Police Can Settle With Fred Hampton Jr.

     OAKLAND, Calif. (CN) – Oakland and Emeryville can settle claims that police arrested Fred Hampton Jr. and three friends at gunpoint without probable cause, a federal judge ruled.
     The parties agreed to dismiss the case with prejudice Tuesday, according to an order from U.S. Magistrate Judge Donna M. Ryu.
     Hampton’s father, Black Panther Party leader Fred Hampton, was shot to death in his sleep in 1969 by Chicago police and FBI agents. Deborah Johnson, Fred Hampton Jr.’s mother, gave birth four weeks later.
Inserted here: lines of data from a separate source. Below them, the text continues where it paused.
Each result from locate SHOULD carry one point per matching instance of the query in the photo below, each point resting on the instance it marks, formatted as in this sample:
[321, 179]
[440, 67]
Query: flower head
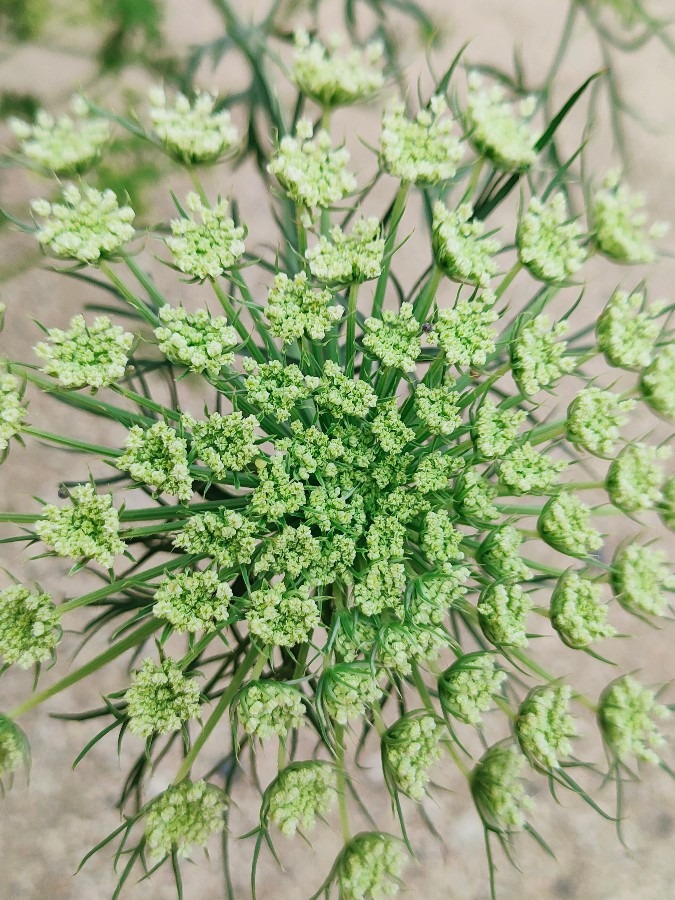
[594, 418]
[544, 726]
[184, 816]
[333, 79]
[161, 698]
[422, 150]
[88, 226]
[348, 258]
[370, 865]
[267, 708]
[299, 794]
[564, 525]
[93, 355]
[193, 601]
[502, 614]
[537, 356]
[208, 248]
[157, 456]
[549, 242]
[295, 309]
[466, 689]
[63, 145]
[578, 613]
[311, 171]
[626, 714]
[635, 477]
[461, 247]
[639, 577]
[192, 132]
[409, 749]
[498, 129]
[619, 227]
[627, 329]
[30, 626]
[88, 529]
[498, 791]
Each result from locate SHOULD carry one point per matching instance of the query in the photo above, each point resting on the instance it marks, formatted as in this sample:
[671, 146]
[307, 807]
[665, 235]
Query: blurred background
[114, 50]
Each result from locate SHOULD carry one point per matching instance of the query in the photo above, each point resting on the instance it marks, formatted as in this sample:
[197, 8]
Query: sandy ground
[45, 830]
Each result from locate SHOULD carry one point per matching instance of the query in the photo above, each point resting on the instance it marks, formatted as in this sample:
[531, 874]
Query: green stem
[136, 637]
[251, 657]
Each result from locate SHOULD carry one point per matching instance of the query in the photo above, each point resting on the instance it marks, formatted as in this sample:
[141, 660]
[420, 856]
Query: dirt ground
[45, 829]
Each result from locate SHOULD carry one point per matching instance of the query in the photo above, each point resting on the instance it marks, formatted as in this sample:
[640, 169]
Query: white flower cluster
[63, 145]
[332, 79]
[208, 248]
[192, 132]
[311, 171]
[93, 355]
[422, 150]
[88, 226]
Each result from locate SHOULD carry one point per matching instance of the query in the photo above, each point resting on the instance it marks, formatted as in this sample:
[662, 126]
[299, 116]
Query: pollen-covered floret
[275, 388]
[639, 578]
[301, 793]
[225, 443]
[495, 429]
[208, 248]
[157, 456]
[537, 356]
[409, 749]
[549, 242]
[526, 470]
[196, 340]
[461, 247]
[29, 626]
[626, 714]
[341, 396]
[93, 355]
[422, 150]
[619, 225]
[498, 791]
[502, 614]
[564, 523]
[184, 816]
[348, 690]
[295, 309]
[578, 612]
[395, 338]
[466, 689]
[224, 534]
[464, 332]
[12, 410]
[333, 79]
[438, 408]
[282, 617]
[635, 477]
[192, 132]
[267, 708]
[370, 866]
[311, 171]
[88, 225]
[499, 555]
[161, 698]
[544, 725]
[500, 130]
[193, 601]
[594, 418]
[657, 382]
[89, 529]
[347, 258]
[628, 328]
[63, 145]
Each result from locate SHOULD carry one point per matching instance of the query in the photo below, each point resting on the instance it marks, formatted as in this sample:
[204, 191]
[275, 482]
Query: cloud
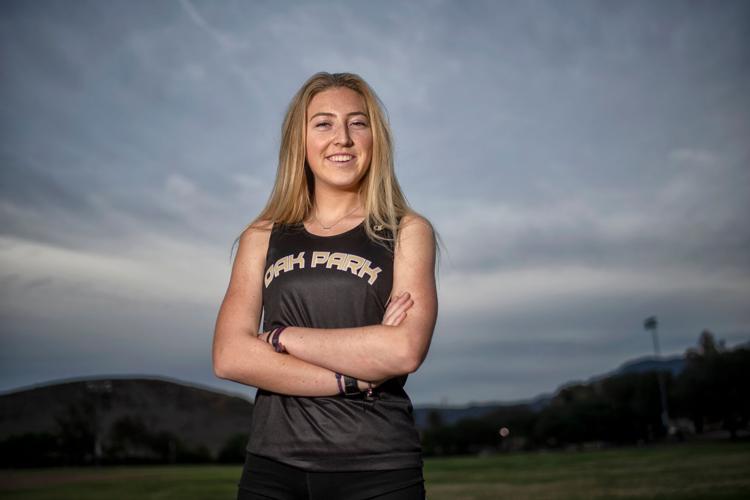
[585, 167]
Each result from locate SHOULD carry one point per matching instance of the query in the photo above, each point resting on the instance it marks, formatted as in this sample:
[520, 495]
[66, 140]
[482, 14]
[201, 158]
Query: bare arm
[381, 351]
[238, 354]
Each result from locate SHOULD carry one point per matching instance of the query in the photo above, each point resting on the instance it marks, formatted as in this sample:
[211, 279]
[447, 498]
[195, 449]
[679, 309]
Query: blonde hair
[291, 199]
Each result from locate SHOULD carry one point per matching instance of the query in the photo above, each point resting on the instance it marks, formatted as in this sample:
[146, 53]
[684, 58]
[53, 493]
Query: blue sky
[585, 163]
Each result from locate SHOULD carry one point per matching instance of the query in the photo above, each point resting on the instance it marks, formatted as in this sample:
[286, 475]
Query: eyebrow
[323, 113]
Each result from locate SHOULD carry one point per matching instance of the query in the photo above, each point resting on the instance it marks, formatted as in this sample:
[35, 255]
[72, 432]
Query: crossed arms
[372, 353]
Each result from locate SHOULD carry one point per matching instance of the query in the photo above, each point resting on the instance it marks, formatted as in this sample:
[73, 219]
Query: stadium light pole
[652, 324]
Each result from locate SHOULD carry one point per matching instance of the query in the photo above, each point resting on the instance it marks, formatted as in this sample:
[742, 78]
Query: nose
[343, 137]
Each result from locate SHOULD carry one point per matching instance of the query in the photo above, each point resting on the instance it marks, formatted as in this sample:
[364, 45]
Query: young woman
[343, 272]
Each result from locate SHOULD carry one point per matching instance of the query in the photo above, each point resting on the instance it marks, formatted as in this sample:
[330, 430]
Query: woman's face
[338, 139]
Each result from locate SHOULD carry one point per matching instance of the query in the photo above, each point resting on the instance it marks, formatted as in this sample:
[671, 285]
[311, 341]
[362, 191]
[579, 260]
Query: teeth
[340, 157]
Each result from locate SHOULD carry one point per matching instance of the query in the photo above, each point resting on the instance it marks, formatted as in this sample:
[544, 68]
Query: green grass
[695, 470]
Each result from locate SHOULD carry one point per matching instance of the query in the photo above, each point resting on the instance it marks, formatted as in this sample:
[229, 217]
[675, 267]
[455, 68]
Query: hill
[196, 416]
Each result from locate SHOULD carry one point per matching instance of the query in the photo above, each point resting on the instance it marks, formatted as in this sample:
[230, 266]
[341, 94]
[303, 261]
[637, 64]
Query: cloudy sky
[586, 164]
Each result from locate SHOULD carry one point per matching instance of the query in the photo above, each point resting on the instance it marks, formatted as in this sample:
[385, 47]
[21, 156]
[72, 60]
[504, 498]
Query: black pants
[263, 478]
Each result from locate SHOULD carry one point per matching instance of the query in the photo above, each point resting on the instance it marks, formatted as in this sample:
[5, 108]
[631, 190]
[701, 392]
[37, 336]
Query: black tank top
[336, 281]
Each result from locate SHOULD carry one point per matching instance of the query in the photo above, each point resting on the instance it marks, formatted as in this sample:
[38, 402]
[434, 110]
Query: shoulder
[415, 224]
[415, 232]
[254, 239]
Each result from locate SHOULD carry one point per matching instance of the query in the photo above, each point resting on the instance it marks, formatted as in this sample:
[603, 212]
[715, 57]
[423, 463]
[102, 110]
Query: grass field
[695, 470]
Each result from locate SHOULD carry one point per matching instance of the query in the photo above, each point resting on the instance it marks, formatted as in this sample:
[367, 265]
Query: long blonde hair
[291, 199]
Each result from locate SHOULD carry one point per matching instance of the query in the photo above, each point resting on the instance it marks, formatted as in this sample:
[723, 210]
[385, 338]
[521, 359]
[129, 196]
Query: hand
[396, 310]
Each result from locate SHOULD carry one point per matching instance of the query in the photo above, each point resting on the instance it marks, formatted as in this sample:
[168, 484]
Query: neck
[330, 205]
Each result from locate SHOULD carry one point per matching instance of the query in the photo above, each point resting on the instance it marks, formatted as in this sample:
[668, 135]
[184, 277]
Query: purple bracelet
[278, 346]
[341, 387]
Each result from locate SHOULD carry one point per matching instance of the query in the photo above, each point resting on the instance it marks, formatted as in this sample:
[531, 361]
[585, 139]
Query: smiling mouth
[342, 158]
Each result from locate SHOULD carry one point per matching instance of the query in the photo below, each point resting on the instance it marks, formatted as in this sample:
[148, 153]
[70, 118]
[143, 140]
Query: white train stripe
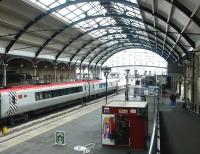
[13, 103]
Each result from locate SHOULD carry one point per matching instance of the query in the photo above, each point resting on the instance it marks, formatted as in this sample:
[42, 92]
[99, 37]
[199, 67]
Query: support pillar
[193, 79]
[55, 74]
[80, 72]
[4, 75]
[88, 73]
[35, 74]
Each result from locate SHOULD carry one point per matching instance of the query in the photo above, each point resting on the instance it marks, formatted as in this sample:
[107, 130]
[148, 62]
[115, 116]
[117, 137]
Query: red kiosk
[125, 123]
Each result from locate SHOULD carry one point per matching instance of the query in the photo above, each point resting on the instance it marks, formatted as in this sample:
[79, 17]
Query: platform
[179, 131]
[79, 131]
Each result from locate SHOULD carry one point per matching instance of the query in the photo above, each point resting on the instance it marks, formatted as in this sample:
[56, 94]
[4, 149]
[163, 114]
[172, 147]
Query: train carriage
[22, 99]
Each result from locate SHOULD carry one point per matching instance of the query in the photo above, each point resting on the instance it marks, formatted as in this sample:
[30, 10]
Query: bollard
[5, 130]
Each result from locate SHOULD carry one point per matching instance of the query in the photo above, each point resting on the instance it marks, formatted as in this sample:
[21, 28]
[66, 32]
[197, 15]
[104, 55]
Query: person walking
[173, 99]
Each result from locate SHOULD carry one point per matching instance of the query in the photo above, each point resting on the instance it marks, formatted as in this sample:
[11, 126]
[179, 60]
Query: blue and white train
[19, 100]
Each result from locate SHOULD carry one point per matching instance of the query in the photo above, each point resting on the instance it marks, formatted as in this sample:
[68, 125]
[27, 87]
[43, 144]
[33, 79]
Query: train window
[56, 93]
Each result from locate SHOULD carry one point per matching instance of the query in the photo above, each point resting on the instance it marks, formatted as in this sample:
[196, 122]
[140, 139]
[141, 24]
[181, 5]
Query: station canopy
[88, 32]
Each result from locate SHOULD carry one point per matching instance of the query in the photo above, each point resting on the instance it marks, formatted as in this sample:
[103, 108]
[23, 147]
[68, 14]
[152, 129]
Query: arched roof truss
[89, 32]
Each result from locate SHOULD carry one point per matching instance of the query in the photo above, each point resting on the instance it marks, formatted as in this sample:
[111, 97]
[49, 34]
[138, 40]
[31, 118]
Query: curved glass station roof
[140, 60]
[88, 32]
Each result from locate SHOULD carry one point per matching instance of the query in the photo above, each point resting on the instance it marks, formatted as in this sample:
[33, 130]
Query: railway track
[53, 119]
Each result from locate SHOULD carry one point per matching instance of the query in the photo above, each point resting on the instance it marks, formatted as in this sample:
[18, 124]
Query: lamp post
[106, 71]
[126, 91]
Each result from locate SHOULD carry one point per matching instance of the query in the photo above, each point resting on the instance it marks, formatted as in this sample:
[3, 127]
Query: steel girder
[155, 47]
[98, 46]
[150, 33]
[116, 44]
[127, 47]
[137, 65]
[110, 26]
[44, 14]
[36, 19]
[185, 10]
[113, 15]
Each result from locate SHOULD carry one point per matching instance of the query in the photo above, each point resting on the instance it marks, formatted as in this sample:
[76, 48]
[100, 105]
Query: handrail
[153, 142]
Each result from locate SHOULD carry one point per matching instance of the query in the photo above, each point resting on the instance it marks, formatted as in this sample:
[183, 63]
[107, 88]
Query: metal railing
[154, 147]
[193, 108]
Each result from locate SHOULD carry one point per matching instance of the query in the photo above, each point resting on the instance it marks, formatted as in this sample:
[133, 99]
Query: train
[20, 100]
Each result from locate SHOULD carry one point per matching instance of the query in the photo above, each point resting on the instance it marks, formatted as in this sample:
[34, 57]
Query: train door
[0, 105]
[87, 87]
[122, 134]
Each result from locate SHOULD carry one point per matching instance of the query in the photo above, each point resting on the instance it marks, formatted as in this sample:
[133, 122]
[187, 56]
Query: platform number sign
[60, 138]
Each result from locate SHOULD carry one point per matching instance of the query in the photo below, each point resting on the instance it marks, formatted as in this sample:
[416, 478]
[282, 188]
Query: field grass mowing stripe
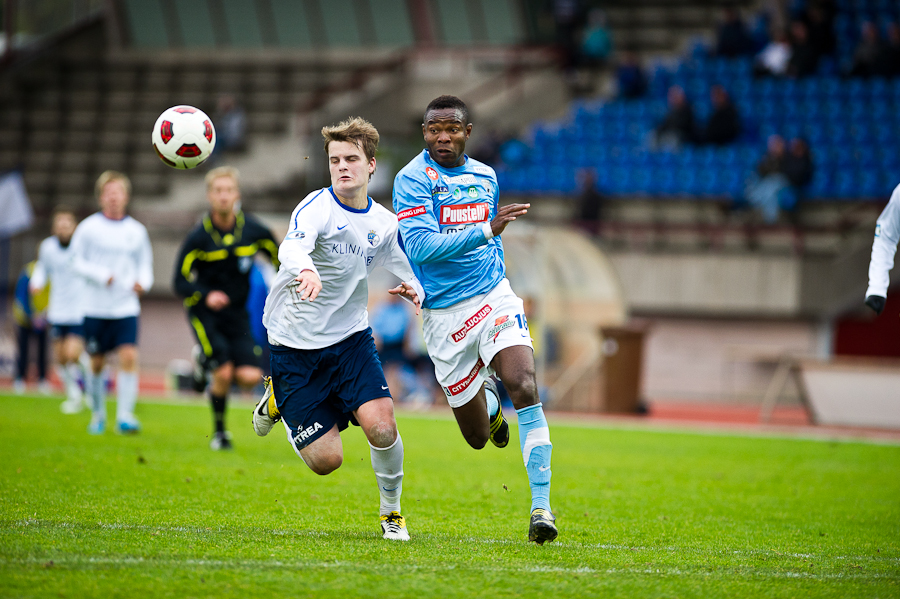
[448, 539]
[297, 565]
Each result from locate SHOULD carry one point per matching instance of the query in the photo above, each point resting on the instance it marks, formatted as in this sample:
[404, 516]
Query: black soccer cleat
[542, 527]
[499, 426]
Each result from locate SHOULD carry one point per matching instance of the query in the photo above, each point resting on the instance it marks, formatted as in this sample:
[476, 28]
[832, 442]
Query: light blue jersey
[444, 216]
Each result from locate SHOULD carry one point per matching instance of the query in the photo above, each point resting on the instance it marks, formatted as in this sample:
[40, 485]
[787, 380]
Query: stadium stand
[848, 123]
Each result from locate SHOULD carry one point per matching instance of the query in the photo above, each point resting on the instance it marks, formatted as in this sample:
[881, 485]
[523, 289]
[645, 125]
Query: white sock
[126, 397]
[387, 462]
[97, 389]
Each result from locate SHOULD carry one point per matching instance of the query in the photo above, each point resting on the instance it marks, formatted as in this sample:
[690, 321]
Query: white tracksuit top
[54, 266]
[103, 248]
[887, 234]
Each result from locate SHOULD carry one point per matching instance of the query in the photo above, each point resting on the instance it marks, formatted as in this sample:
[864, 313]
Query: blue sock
[534, 439]
[492, 401]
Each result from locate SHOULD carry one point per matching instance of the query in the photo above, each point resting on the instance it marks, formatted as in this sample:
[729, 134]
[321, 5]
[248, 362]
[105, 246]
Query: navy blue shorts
[316, 389]
[61, 331]
[102, 335]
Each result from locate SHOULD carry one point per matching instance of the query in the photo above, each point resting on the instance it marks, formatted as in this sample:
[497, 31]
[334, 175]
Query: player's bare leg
[515, 367]
[325, 454]
[96, 388]
[67, 351]
[376, 418]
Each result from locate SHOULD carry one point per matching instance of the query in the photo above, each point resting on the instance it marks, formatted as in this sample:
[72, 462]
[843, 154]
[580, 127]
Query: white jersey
[341, 245]
[54, 266]
[887, 234]
[103, 248]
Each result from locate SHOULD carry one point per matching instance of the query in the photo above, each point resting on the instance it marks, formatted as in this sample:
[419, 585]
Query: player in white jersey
[887, 235]
[325, 369]
[65, 312]
[447, 205]
[112, 252]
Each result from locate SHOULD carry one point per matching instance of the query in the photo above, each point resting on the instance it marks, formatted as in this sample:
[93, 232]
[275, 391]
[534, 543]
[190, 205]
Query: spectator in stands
[678, 126]
[798, 166]
[804, 59]
[868, 53]
[630, 77]
[724, 125]
[732, 38]
[765, 188]
[775, 57]
[590, 203]
[889, 61]
[821, 30]
[29, 314]
[231, 125]
[596, 44]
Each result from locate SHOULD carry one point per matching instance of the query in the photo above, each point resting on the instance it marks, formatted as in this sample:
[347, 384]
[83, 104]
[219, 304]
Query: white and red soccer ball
[183, 137]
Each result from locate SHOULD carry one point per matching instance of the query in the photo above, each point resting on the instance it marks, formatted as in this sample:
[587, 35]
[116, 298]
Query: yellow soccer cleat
[266, 414]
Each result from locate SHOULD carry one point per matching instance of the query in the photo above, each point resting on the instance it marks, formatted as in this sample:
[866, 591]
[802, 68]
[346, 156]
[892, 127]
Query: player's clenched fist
[308, 285]
[506, 215]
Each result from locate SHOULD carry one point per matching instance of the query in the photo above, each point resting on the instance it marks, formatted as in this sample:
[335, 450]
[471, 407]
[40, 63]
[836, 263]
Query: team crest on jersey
[500, 324]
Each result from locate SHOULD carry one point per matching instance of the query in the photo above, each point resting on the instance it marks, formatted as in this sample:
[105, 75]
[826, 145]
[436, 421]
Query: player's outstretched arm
[506, 215]
[409, 292]
[308, 285]
[876, 302]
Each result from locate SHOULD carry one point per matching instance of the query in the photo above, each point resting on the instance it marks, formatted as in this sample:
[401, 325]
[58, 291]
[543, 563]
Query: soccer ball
[183, 137]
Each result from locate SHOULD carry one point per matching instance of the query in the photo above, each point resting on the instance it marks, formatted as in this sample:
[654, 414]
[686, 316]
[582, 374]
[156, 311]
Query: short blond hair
[222, 171]
[355, 130]
[110, 176]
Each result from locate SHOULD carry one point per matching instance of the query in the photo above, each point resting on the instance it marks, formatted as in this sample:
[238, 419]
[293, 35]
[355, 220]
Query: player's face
[63, 227]
[223, 194]
[113, 200]
[446, 135]
[349, 168]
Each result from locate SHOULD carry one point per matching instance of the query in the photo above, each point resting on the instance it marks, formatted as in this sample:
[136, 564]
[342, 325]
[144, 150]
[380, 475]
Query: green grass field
[641, 514]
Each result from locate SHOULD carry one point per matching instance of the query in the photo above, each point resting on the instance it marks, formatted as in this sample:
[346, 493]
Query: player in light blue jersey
[474, 325]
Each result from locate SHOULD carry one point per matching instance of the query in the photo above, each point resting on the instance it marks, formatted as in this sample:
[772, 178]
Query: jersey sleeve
[268, 245]
[392, 257]
[145, 261]
[184, 280]
[306, 224]
[884, 247]
[419, 228]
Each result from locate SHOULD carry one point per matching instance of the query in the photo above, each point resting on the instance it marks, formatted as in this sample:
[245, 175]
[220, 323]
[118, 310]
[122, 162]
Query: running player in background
[475, 326]
[112, 252]
[325, 370]
[212, 274]
[887, 234]
[65, 314]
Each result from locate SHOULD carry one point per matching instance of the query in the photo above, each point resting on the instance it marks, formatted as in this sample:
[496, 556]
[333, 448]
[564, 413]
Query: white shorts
[464, 338]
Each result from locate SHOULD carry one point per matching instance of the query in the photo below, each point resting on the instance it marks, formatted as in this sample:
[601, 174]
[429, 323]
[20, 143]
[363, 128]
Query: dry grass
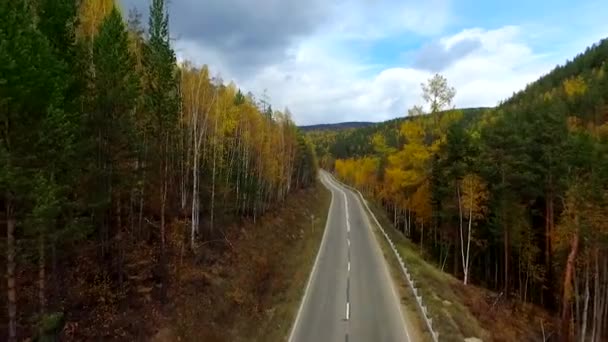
[251, 292]
[460, 311]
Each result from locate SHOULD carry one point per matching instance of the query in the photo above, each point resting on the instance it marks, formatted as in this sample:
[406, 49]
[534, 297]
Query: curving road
[349, 296]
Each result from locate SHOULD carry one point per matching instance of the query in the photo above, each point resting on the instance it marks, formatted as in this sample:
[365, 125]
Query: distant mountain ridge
[336, 126]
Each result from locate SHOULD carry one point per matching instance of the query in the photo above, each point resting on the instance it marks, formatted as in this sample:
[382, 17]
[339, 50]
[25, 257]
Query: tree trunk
[41, 273]
[464, 266]
[466, 270]
[421, 235]
[10, 271]
[585, 306]
[565, 333]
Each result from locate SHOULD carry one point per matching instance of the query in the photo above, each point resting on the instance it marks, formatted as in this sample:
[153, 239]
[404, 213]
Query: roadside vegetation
[125, 176]
[513, 199]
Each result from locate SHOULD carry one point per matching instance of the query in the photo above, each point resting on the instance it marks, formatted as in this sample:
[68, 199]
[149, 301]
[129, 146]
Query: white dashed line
[347, 311]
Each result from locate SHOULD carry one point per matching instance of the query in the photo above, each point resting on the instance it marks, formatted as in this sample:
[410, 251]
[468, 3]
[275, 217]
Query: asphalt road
[349, 296]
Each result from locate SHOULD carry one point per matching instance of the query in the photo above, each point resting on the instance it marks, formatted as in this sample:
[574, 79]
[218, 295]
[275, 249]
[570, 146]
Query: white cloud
[321, 85]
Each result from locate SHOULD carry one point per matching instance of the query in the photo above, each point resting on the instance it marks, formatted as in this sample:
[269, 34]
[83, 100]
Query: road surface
[349, 296]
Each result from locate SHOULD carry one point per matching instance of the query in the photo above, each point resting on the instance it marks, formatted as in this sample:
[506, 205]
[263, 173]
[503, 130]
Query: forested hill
[120, 168]
[335, 126]
[358, 141]
[513, 198]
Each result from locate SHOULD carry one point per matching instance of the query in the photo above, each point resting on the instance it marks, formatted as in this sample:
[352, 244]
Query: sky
[364, 60]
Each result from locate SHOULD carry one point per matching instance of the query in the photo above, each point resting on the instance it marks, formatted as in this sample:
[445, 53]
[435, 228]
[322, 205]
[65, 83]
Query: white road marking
[347, 311]
[314, 267]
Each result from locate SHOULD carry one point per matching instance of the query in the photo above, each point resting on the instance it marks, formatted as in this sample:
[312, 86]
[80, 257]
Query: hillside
[335, 126]
[513, 199]
[358, 142]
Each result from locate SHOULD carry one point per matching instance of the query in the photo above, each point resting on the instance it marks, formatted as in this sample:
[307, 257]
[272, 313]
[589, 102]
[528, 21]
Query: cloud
[437, 56]
[325, 86]
[244, 34]
[328, 61]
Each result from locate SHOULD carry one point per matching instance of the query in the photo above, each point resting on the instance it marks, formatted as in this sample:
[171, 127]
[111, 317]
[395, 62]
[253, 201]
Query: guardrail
[423, 309]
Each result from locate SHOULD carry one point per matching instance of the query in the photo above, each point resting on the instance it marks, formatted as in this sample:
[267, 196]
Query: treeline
[514, 199]
[107, 142]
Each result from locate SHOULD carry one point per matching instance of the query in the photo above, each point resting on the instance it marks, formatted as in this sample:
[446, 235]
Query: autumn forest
[117, 162]
[512, 198]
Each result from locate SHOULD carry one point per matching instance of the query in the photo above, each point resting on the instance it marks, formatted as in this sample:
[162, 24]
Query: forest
[117, 159]
[512, 198]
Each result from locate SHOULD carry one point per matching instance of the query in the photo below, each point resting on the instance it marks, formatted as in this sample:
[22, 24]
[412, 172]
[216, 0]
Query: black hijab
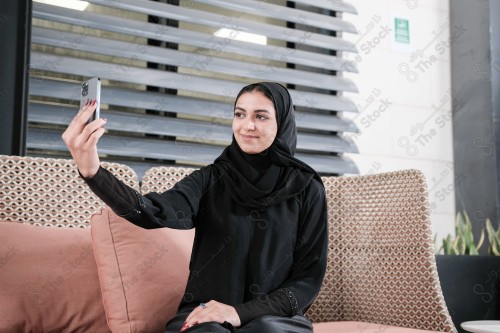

     Tuesday’s dismissal came the day after Ryu partially dismissed Emeryville and Oakland’s motion for summary judgment in the civil rights action brought against them by Hampton, Nyoka Lowery, Dawn Scott and Ramal Lamar.
     The incident began when a woman reported that two women, one of whom was African American, had attacked her with pepper spray and stolen her purse, which contained her iPhone. She said the thieves drove off in a white Toyota with gray trim.
     Emeryville police Officer Richard Lee then saw Lowery, who allegedly matched the suspect’s description, driving a silver Mitsubishi. Though her car did not match the description, Lee followed Lowery on the grounds that she was driving away from the scene of the crime and because eyewitnesses often mistake the make, model and color of cars, according to the ruling.
     The plaintiffs said they were driving toward the scene of the robbery, on their way to Target. They claim the police did not start following them until an officer going the opposite direction made eye contact with Hampton, who was in the front seat.
     Lee followed them to the Target parking lot and pulled behind Lowery as she parked. Two other Emeryville police officers arrived seconds later.
     The plaintiffs said the officers ordered them out of the car at gunpoint and handcuffed them, and did not release them until the victim arrived and said that none of them had robbed her.
     The plaintiffs claimed the detention lasted 60 to 90 minutes, while the police said it took from 35 minutes to an hour.
     Hampton et al. sued Emeryville and Oakland in July 2013 on nine causes of action, including civil rights violations, battery by a police officer and false imprisonment. In September this year they moved to amend to substitute the Doe defendants with Emeryville Officers Lee and Yu and Oakland Officers Ko and Carter.
     Ryu denied their petition to amend on the grounds that they filed it five days after the defendants moved for summary judgment.
     The plaintiffs acknowledged that they knew which officers were involved as early as September 2013 and that nothing had stopped them from deposing them to determine the extent of their involvement. Given these facts, the court found that their motion amounted to an “improper attempt to avoid dismissal.”
     Ryu dismissed four additional claims because the plaintiffs conceded they had no evidence to support them, as well as all of Lowery and Scott’s claims against Oakland.
     But she refused to dismiss their false imprisonment claims against Emeryville because the “totality of the circumstances” and the facts of the matter indicated that the plaintiffs’ detention amounted to an arrest, which the police had no probable cause to enact.
     Scott’s state law battery claim against Emeryville also passed Ryu’s muster because there was a dispute as to how long she sat in the back of the patrol car, crying and complaining about the pain in her arm before the officers switched her handcuffs to the front.
     Ryu refused to dismiss Lamar and Hamptons’ false imprisonment claims against Oakland for similar reasons, saying its officers had no probable cause to arrest the two men.